The subject of Lee Hsien Yang’s possible return to Singapore has re-emerged following the death of his older sister, Dr Lee Wei Ling, on Oct 9. PHOTO: ST FILE

SINGAPORE (The Straits Times/ANN): There are no legal restraints on Lee Hsien Yang, the younger son of founding prime minister Lee Kuan Yew, and his wife Lee Suet Fern returning to Singapore, said the police.

“They are and have always been free to return to Singapore,” the police said in a statement on Oct 11 in response to media queries.

The statement added that the police had asked Mr and Mrs Lee to assist in investigations in June 2022 by attending an interview.

It said: “They had initially agreed but in the end did not turn up for the scheduled interview, left Singapore on June 15, 2022, and have not returned since.”

The subject of Lee’s possible return to Singapore has re-emerged following the death of his older sister, Dr Lee Wei Ling, on Oct 9.

Lee had earlier said he would not be returning to Singapore for the wake and funeral, and that his son Li Huanwu would be helping with them.

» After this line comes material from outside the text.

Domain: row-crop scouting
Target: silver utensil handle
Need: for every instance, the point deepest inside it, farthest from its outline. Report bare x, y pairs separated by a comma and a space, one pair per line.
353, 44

Dr Lee died aged 69, four years after being diagnosed with a rare brain disorder called progressive supranuclear palsy.

In 2023, Lee said in a Facebook post that he may never return to Singapore amid the ongoing police investigation, the root of which is a legal disagreement between Senior Minister Lee Hsien Loong and his younger siblings over the fate of their late father’s house in Oxley Road.

Among the differences was a demolition clause – relating to the demolition of the 38 Oxley Road house after Mr Lee Kuan Yew’s death – which had not been in the sixth or penultimate will but was in the last.

This clause became a sticking point among the late Mr Lee’s children.

In 2020, the Court of Three Judges and a disciplinary tribunal found that Mr Lee Hsien Yang and Mrs Lee Suet Fern had lied under oath during disciplinary proceedings against Mrs Lee, a lawyer, over her handling of the last will of Mr Lee Kuan Yew, who died on March 23, 2015, at the age of 91.